Carson McCullers was born 19 February 1917, and died 29 September 1967
- I live with the people I create and it has always made my essential loneliness less keen.
- There’s nothing that makes you so aware of the improvisation of human existence as a song unfinished. Or an old address book.
- We are homesick most for the places we have never known.
- Wherever you look there’s meanness and corruption. This room, this bottle of grape wine, these fruits in the basket, are all products of profit and loss. Somebody wears his tail to a frazzle for every mouthful we eat and every stitch we wear—and nobody seems to know. Everybody is blind, dumb, and blunt-headed—stupid and mean.
- The closest thing to being cared for is to care for someone else.
- The mind is like a richly woven tapestry in which the colours are distilled from the experiences of the senses, and the design drawn from the convolutions of the intellect.

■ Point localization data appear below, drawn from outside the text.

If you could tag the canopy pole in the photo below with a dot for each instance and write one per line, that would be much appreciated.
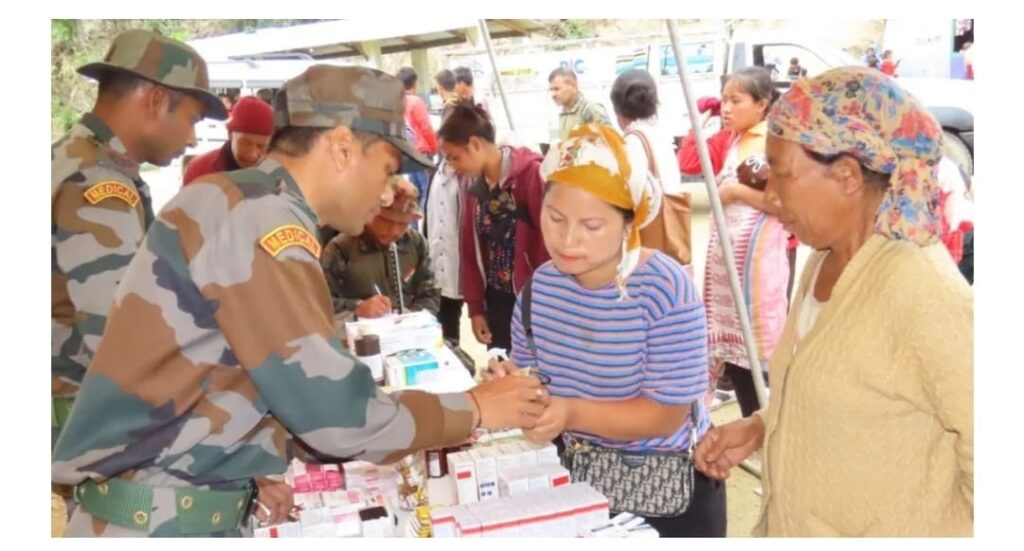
(719, 215)
(485, 33)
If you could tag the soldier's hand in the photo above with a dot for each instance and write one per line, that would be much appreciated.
(511, 401)
(276, 498)
(376, 306)
(481, 330)
(498, 369)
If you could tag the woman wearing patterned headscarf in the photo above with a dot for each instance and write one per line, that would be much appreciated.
(620, 330)
(870, 426)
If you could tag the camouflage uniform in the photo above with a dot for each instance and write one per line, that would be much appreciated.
(100, 210)
(220, 362)
(353, 265)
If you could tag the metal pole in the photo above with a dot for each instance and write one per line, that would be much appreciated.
(719, 215)
(485, 33)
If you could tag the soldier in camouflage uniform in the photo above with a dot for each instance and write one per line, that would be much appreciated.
(388, 256)
(153, 90)
(220, 362)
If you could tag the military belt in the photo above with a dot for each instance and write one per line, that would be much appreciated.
(199, 511)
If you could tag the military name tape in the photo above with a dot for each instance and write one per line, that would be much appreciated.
(107, 189)
(284, 237)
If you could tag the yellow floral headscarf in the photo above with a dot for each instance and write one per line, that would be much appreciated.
(594, 159)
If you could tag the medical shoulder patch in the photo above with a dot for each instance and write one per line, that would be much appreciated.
(112, 188)
(287, 236)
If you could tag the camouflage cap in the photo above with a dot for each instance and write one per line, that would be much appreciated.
(361, 98)
(163, 61)
(404, 208)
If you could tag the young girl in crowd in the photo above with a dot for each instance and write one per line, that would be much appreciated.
(501, 229)
(759, 240)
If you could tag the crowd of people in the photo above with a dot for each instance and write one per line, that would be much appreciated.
(196, 363)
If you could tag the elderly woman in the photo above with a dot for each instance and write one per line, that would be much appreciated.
(870, 427)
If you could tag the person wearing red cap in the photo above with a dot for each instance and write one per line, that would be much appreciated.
(249, 131)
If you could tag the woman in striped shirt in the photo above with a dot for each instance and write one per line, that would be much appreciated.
(620, 330)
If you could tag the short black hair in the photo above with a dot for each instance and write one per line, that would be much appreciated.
(464, 75)
(408, 77)
(445, 79)
(757, 82)
(873, 177)
(465, 121)
(634, 95)
(119, 83)
(564, 73)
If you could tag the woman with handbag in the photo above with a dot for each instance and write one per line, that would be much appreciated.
(620, 333)
(634, 98)
(759, 241)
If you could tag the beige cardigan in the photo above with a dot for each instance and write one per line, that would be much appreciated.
(869, 430)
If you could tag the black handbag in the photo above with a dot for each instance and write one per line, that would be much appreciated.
(646, 483)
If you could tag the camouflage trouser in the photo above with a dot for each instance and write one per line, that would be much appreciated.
(163, 521)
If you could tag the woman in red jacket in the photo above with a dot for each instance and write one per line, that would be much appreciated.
(501, 234)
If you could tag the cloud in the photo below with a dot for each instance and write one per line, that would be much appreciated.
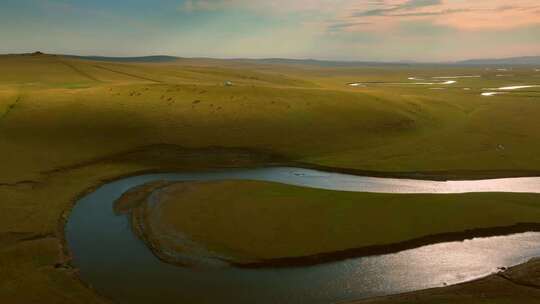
(460, 15)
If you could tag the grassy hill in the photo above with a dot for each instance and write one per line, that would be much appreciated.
(68, 124)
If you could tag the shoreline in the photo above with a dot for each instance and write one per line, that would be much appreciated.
(66, 257)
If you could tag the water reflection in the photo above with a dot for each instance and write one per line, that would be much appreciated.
(120, 266)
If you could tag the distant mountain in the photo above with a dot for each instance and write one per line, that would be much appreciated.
(158, 58)
(321, 63)
(529, 60)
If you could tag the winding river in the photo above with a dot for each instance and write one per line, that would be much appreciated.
(118, 265)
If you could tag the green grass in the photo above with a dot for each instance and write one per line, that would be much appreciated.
(250, 220)
(76, 122)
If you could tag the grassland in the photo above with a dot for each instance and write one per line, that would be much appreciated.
(274, 224)
(68, 125)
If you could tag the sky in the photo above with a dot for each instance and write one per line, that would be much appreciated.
(369, 30)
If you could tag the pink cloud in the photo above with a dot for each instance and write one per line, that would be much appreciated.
(459, 14)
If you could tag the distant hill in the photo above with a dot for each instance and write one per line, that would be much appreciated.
(159, 58)
(529, 60)
(321, 63)
(535, 60)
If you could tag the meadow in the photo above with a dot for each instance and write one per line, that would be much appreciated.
(68, 125)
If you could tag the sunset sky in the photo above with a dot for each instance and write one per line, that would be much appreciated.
(381, 30)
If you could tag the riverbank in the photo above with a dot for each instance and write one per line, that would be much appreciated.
(69, 125)
(322, 225)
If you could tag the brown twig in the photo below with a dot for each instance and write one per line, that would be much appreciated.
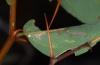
(55, 12)
(12, 20)
(12, 31)
(52, 61)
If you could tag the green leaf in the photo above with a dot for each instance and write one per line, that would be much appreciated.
(63, 39)
(87, 11)
(9, 2)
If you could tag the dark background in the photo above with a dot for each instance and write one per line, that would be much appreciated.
(24, 53)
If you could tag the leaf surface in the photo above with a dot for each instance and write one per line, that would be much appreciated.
(63, 39)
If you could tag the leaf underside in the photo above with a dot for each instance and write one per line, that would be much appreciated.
(63, 39)
(87, 11)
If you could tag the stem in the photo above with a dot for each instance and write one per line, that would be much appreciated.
(55, 12)
(8, 44)
(12, 20)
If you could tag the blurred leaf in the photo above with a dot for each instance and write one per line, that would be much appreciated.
(63, 39)
(9, 2)
(87, 11)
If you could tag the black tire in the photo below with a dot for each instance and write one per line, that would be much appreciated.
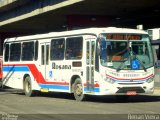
(78, 90)
(28, 87)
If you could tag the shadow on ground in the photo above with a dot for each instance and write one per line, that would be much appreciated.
(89, 98)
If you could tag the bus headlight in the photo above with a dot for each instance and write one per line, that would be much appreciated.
(149, 80)
(109, 80)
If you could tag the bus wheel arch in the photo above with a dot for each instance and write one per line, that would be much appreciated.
(27, 86)
(77, 89)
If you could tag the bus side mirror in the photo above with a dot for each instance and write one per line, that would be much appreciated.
(98, 51)
(157, 64)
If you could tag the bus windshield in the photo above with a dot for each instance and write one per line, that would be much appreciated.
(126, 51)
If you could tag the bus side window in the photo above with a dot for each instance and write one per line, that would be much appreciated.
(57, 49)
(74, 47)
(15, 52)
(27, 51)
(6, 54)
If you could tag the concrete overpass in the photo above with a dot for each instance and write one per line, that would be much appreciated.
(18, 17)
(34, 16)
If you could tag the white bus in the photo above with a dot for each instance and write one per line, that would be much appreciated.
(94, 61)
(154, 33)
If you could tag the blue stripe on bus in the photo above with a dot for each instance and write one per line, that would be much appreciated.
(94, 90)
(49, 86)
(15, 69)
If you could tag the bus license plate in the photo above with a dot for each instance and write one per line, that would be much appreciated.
(131, 93)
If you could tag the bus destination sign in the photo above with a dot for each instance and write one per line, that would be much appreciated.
(122, 37)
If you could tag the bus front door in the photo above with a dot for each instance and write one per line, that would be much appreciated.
(44, 67)
(90, 56)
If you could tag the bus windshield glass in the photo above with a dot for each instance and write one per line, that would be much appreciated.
(125, 51)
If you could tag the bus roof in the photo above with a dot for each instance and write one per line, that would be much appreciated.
(95, 31)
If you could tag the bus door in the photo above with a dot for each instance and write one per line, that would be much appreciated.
(90, 56)
(45, 48)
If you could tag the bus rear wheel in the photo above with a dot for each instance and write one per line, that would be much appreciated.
(28, 87)
(78, 90)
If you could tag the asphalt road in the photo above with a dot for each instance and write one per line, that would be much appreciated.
(60, 106)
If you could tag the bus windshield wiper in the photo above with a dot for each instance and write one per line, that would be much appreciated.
(139, 61)
(119, 67)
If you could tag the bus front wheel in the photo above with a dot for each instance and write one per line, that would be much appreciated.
(78, 90)
(28, 87)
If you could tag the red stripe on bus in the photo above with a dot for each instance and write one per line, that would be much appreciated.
(37, 75)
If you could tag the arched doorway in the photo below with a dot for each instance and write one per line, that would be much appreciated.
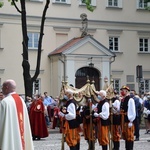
(92, 73)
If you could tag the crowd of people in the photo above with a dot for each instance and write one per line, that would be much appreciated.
(105, 120)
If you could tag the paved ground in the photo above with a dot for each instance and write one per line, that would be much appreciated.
(53, 142)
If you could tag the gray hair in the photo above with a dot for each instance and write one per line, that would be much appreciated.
(103, 92)
(69, 92)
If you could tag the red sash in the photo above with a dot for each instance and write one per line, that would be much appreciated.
(19, 107)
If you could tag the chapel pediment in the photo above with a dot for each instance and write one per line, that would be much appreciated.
(82, 46)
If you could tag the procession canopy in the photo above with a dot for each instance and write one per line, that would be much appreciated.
(81, 95)
(109, 90)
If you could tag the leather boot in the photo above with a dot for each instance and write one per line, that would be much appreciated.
(127, 145)
(131, 145)
(91, 145)
(116, 145)
(78, 146)
(104, 147)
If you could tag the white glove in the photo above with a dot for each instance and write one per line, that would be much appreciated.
(96, 115)
(148, 112)
(114, 110)
(130, 124)
(61, 114)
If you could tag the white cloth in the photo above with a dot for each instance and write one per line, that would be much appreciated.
(116, 106)
(61, 114)
(105, 112)
(71, 112)
(131, 112)
(9, 127)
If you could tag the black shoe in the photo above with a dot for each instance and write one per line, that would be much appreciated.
(137, 139)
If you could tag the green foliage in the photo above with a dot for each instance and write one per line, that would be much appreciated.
(88, 5)
(1, 4)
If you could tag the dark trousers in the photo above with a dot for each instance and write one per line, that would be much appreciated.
(137, 127)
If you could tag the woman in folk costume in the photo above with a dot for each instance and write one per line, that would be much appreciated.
(116, 121)
(88, 124)
(37, 119)
(128, 114)
(71, 125)
(103, 120)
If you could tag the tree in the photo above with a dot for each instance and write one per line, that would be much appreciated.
(28, 80)
(88, 5)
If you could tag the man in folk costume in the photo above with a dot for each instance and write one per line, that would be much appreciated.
(37, 119)
(103, 122)
(15, 132)
(71, 125)
(116, 121)
(128, 114)
(88, 124)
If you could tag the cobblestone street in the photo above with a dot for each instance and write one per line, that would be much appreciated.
(53, 142)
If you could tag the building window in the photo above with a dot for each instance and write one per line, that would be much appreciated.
(143, 44)
(114, 44)
(36, 86)
(93, 2)
(145, 86)
(62, 1)
(33, 40)
(114, 3)
(141, 4)
(116, 84)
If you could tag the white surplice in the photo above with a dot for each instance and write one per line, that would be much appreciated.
(9, 126)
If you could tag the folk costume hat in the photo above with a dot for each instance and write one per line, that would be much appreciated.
(125, 87)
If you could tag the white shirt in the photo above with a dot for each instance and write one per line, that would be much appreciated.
(9, 126)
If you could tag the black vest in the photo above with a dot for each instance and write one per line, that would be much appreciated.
(124, 107)
(72, 123)
(99, 107)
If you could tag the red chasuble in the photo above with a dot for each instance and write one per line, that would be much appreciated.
(19, 108)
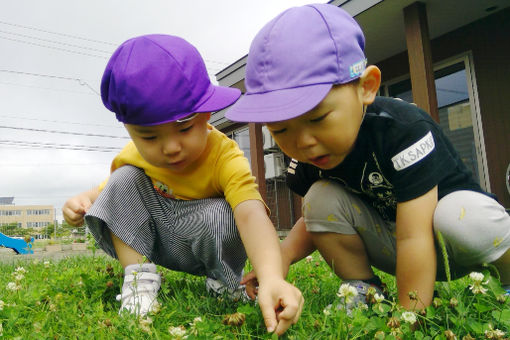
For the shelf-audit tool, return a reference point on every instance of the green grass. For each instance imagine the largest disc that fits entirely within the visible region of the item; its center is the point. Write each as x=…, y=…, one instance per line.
x=74, y=298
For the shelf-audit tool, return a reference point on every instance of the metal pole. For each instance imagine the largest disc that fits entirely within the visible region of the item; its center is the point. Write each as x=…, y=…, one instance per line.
x=55, y=225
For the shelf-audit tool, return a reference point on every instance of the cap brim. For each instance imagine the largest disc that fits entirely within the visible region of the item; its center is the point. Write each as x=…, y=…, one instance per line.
x=277, y=105
x=220, y=98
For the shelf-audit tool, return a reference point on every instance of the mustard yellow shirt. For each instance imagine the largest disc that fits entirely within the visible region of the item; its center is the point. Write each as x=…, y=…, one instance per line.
x=221, y=171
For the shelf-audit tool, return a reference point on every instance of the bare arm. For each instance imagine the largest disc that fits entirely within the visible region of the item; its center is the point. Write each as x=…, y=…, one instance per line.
x=280, y=302
x=76, y=207
x=296, y=246
x=416, y=254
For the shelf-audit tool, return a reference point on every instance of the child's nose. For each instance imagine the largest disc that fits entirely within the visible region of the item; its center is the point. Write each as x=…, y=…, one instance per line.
x=171, y=147
x=305, y=139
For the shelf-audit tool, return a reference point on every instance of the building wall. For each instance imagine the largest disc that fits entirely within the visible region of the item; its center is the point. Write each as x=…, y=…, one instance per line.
x=30, y=216
x=489, y=42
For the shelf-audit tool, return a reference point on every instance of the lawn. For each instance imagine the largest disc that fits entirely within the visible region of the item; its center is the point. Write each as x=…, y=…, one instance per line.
x=74, y=298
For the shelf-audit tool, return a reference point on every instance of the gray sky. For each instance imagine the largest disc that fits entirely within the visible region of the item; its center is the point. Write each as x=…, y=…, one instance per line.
x=53, y=54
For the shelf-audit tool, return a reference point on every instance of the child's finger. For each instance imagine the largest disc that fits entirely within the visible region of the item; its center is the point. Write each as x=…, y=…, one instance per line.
x=289, y=315
x=248, y=277
x=268, y=313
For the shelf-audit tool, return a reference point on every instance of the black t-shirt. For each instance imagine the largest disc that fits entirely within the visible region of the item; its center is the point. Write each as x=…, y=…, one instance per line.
x=400, y=154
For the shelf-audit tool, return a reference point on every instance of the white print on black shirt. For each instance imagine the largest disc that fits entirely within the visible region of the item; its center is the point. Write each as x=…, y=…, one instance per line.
x=375, y=185
x=414, y=153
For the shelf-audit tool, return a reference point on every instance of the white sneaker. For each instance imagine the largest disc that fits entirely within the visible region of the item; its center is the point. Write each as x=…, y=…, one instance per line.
x=140, y=289
x=218, y=288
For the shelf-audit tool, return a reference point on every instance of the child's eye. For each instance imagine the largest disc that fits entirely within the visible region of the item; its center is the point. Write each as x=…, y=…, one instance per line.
x=318, y=119
x=186, y=129
x=149, y=137
x=277, y=132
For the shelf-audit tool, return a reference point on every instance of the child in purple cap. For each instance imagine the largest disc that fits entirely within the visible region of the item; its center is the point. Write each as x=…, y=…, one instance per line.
x=379, y=178
x=181, y=193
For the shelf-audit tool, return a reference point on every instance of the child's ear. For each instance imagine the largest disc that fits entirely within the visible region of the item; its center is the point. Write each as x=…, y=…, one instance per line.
x=369, y=84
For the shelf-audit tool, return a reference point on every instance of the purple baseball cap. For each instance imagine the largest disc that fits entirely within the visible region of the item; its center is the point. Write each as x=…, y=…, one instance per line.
x=294, y=61
x=156, y=79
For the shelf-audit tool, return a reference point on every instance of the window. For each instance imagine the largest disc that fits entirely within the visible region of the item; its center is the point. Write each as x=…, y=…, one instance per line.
x=10, y=212
x=38, y=212
x=457, y=112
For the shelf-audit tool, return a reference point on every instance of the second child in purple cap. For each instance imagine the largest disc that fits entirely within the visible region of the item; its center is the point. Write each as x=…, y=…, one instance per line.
x=181, y=193
x=379, y=178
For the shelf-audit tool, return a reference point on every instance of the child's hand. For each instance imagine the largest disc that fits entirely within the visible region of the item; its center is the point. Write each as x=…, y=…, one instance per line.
x=76, y=207
x=281, y=304
x=251, y=283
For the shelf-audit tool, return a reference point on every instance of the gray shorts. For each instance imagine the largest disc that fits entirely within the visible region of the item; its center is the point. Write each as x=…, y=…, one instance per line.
x=199, y=237
x=475, y=227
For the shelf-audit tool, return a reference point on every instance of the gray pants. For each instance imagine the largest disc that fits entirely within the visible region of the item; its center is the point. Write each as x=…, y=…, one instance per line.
x=199, y=237
x=475, y=227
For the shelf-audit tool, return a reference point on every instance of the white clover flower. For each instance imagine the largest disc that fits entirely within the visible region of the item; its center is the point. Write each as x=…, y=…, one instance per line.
x=476, y=287
x=12, y=286
x=20, y=270
x=476, y=277
x=499, y=333
x=145, y=324
x=347, y=292
x=362, y=306
x=378, y=297
x=409, y=317
x=177, y=332
x=156, y=307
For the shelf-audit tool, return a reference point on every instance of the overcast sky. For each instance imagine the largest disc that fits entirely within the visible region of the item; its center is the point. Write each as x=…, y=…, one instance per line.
x=56, y=138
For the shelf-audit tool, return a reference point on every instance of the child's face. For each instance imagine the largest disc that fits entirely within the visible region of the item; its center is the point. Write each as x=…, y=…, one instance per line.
x=325, y=135
x=174, y=146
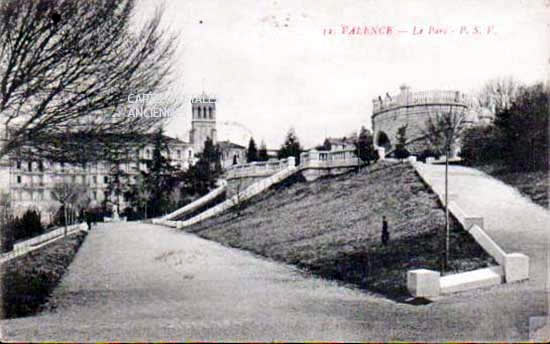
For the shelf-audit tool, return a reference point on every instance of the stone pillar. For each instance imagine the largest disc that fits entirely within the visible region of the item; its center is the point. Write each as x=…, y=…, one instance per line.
x=423, y=283
x=291, y=161
x=516, y=267
x=381, y=153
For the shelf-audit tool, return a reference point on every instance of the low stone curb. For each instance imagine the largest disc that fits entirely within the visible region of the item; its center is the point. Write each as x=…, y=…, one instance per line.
x=511, y=267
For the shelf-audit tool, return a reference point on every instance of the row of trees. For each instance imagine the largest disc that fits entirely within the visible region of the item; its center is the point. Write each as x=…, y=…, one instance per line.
x=517, y=139
x=255, y=154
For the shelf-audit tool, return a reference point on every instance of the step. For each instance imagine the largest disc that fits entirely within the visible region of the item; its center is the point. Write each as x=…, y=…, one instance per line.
x=471, y=280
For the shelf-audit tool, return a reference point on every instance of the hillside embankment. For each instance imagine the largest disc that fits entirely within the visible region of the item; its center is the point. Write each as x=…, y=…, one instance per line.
x=332, y=228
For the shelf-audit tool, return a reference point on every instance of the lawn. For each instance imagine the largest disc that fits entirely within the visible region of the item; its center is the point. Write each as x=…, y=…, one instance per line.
x=531, y=184
x=332, y=228
x=28, y=280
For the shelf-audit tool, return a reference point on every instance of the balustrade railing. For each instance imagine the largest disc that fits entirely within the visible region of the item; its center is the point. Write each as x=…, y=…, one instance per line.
x=327, y=159
x=424, y=97
x=258, y=168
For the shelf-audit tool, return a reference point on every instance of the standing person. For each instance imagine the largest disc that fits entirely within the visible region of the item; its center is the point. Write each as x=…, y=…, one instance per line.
x=89, y=218
x=385, y=232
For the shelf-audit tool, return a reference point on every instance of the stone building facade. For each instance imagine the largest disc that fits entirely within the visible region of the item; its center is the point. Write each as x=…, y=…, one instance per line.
x=30, y=183
x=412, y=109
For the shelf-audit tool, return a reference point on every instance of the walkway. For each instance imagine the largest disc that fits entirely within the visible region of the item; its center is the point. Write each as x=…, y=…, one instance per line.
x=511, y=219
x=140, y=282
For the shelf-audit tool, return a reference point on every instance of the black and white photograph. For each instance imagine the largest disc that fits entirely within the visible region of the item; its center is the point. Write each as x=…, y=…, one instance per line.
x=274, y=170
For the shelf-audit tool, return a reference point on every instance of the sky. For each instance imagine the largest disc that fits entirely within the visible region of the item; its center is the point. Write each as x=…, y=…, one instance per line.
x=274, y=65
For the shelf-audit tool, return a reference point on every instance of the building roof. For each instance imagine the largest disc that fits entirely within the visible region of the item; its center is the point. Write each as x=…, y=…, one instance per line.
x=169, y=139
x=340, y=141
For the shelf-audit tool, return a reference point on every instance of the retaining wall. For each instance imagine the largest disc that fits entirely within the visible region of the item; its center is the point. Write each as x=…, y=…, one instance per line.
x=41, y=240
x=197, y=203
x=511, y=267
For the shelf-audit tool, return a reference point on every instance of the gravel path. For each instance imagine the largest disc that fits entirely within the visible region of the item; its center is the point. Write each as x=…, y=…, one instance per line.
x=139, y=282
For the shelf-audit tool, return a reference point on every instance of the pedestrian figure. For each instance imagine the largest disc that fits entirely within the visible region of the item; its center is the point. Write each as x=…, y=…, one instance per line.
x=89, y=219
x=385, y=232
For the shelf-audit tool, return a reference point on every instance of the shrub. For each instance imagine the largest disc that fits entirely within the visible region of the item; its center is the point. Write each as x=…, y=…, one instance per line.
x=426, y=154
x=480, y=145
x=28, y=226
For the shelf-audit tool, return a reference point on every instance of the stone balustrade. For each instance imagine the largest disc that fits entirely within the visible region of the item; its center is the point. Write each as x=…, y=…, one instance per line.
x=328, y=159
x=417, y=98
x=258, y=168
x=36, y=242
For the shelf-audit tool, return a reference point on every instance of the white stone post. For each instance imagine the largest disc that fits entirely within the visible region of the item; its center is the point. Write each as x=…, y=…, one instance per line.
x=291, y=161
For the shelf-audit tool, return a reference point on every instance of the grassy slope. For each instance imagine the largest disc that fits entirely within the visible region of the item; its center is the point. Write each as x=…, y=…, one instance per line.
x=28, y=280
x=534, y=185
x=332, y=227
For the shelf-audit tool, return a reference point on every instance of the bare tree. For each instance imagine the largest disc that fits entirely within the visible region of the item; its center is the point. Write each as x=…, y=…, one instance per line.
x=442, y=133
x=52, y=208
x=498, y=94
x=67, y=68
x=239, y=199
x=67, y=194
x=6, y=238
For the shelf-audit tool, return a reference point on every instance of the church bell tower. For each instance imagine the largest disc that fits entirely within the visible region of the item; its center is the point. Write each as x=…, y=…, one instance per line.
x=203, y=123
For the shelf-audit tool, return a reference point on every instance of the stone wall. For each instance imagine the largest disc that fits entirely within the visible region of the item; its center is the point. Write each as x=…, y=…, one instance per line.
x=412, y=110
x=315, y=164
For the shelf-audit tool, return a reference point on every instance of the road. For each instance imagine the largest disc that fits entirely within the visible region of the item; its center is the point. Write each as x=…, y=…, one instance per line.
x=140, y=282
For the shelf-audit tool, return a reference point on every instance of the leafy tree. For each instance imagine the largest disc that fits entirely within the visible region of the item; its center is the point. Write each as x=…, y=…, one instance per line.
x=291, y=147
x=326, y=146
x=200, y=178
x=401, y=151
x=498, y=94
x=252, y=151
x=364, y=146
x=67, y=67
x=262, y=153
x=441, y=133
x=160, y=175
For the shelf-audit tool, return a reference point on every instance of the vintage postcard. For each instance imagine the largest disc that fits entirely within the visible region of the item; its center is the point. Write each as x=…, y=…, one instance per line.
x=274, y=170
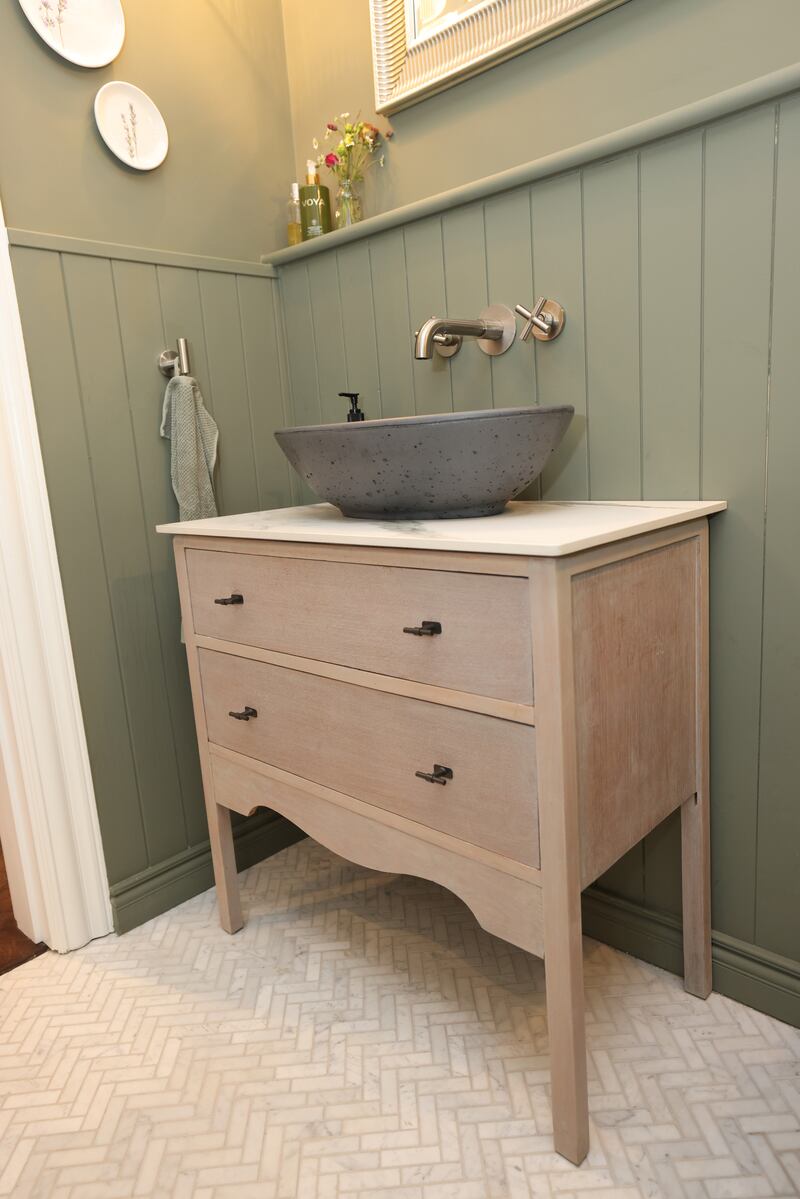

- The thinking mind is best controlled by the imagination.
- The writer by nature of his profession is a dreamer and a conscious dreamer. He must imagine, and imagination takes humility, love and great courage. How can you create a character without love and the struggle that goes with love?
- I must go home periodically to renew my sense of horror.
Carson McCullers was an American writer of novels, short stories, plays, essays and poetry. She is most famous for The Heart Is a Lonely Hunter. Along with Eudora Welty, Flannery O’Connor, and Katherine Anne Porter, she was one of the leading female writers of southern gothic fiction in the 20th century.